Salah satu contoh yang menonjol adalah PT Bank Amar Indonesia Tbk (AMAR), yang per April 2025 menetapkan SBDK di kisaran 9,69% hingga 24,04%. Tingginya suku bunga ini, terutama pada kredit mikro UMKM dan konsumsi non-KPR, dijelaskan oleh David Wirawan, Senior Vice President Finance Amar Bank, karena beban biaya overhead yang mencapai 16,21%, sementara margin keuntungan yang diperoleh hanya sekitar 2%.
Tidak hanya sekadar bertahan tinggi, beberapa bank digital justru tercatat menaikkan SBDK mereka. PT Krom Bank Indonesia Tbk (BBSI), misalnya, mengalami kenaikan SBDK dari 8,13%–8,53% pada Januari 2025 menjadi 9,02%–9,45% pada April 2025. Peningkatan ini seiring dengan peningkatan margin keuntungan bank tersebut. Senada, PT Bank Jago Tbk (ARTO) juga mencatat kenaikan SBDK untuk kredit korporasi dari 7,41% menjadi 7,72% dalam periode yang sama, meskipun margin keuntungannya tetap stabil di angka 2%.

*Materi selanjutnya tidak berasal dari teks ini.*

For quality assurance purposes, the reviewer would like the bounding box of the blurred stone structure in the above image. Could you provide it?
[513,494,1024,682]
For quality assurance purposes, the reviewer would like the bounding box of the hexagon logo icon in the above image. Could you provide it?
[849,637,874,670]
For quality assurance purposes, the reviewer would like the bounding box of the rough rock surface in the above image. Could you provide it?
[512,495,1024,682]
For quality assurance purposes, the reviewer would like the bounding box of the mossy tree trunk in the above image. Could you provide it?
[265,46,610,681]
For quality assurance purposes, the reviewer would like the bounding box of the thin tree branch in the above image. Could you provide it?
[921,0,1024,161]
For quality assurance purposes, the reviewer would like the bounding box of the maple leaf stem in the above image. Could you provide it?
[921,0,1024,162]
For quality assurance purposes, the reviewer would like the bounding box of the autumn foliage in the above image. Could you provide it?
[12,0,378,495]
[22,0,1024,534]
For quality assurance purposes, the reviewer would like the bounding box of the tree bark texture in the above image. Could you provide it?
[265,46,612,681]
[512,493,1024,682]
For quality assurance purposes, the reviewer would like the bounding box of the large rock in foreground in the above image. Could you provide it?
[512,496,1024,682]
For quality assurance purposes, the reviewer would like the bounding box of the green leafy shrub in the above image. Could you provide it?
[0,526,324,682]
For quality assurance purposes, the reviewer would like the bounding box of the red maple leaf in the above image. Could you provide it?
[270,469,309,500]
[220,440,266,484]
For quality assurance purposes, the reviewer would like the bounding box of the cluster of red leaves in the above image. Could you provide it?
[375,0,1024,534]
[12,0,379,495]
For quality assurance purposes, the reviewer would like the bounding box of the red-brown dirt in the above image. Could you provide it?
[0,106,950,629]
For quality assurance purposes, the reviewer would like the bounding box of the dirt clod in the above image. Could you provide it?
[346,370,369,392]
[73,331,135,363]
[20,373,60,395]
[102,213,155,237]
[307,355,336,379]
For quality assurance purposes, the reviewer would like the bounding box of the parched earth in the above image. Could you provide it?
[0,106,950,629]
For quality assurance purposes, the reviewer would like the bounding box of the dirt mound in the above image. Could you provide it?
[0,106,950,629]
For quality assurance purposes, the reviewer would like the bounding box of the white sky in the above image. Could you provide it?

David Wirawan dari Amar Bank menggarisbawahi bahwa penentuan suku bunga kredit tidak serta-merta mengikuti pergerakan BI rate. Pihaknya menggunakan prinsip risk-based pricing, yaitu penetapan harga berdasarkan risiko nasabah, kualitas portofolio, dan daya serap pasar. Ia menjelaskan, “Segmen UMKM dan individu yang belum terlayani memiliki risiko bawaan yang lebih tinggi.” Oleh karena itu, penyesuaian bunga kredit juga mempertimbangkan kesiapan internal bank, biaya dana, serta prospek ekonomi secara menyeluruh. Amar Bank berupaya menjaga keseimbangan antara daya saing bunga dengan prinsip kehati-hatian agar penyaluran kredit tetap inklusif dan berkelanjutan.
Penjelasan serupa disampaikan oleh Direktur Utama PT Krom Bank, Anton Hermawan. Menurutnya, penetapan bunga dilakukan secara proporsional, disesuaikan berdasarkan profil risiko debitur. Penyaluran kredit juga dilakukan secara selektif untuk memastikan kualitas portofolio tetap terjaga. Pendekatan ini memastikan bahwa bank dapat mengelola risiko dengan cermat sembari tetap melayani segmen pasar yang berpotensi tinggi namun memiliki karakteristik risiko yang berbeda.
Di sisi lain, PT Allo Bank Indonesia Tbk (BBHI) juga mencatat SBDK yang berkisar antara 10% hingga 26,75%. Sama halnya dengan Amar Bank, kredit konsumsi non-KPR mencatat bunga tertinggi, terutama karena beban biaya overhead yang mencapai 17,1% dan margin keuntungan 3,45%. Direktur Umum Allo Bank, Indra Utoyo, menegaskan bahwa banknya menerapkan skema bunga yang ketat berdasarkan profil risiko debitur. Debitur dengan skor kredit rendah akan dikenakan bunga lebih tinggi, sedangkan nasabah berisiko rendah bisa menikmati bunga yang lebih kompetitif. Indra menambahkan bahwa bank digital dapat mengenakan risk premium yang lebih tinggi pada kredit tanpa agunan untuk mengkompensasi risiko gagal bayar yang lebih besar.
Menariknya, Indra Utoyo juga menekankan bahwa suku bunga bukanlah satu-satunya faktor penentu dalam keputusan nasabah memilih bank digital. Kemudahan proses, fleksibilitas tenor, serta limit kredit yang ditawarkan juga menjadi pertimbangan penting bagi konsumen. Hal ini menunjukkan bahwa bank digital tidak hanya bersaing dalam hal bunga, tetapi juga dalam efisiensi layanan dan nilai tambah yang diberikan kepada nasabah.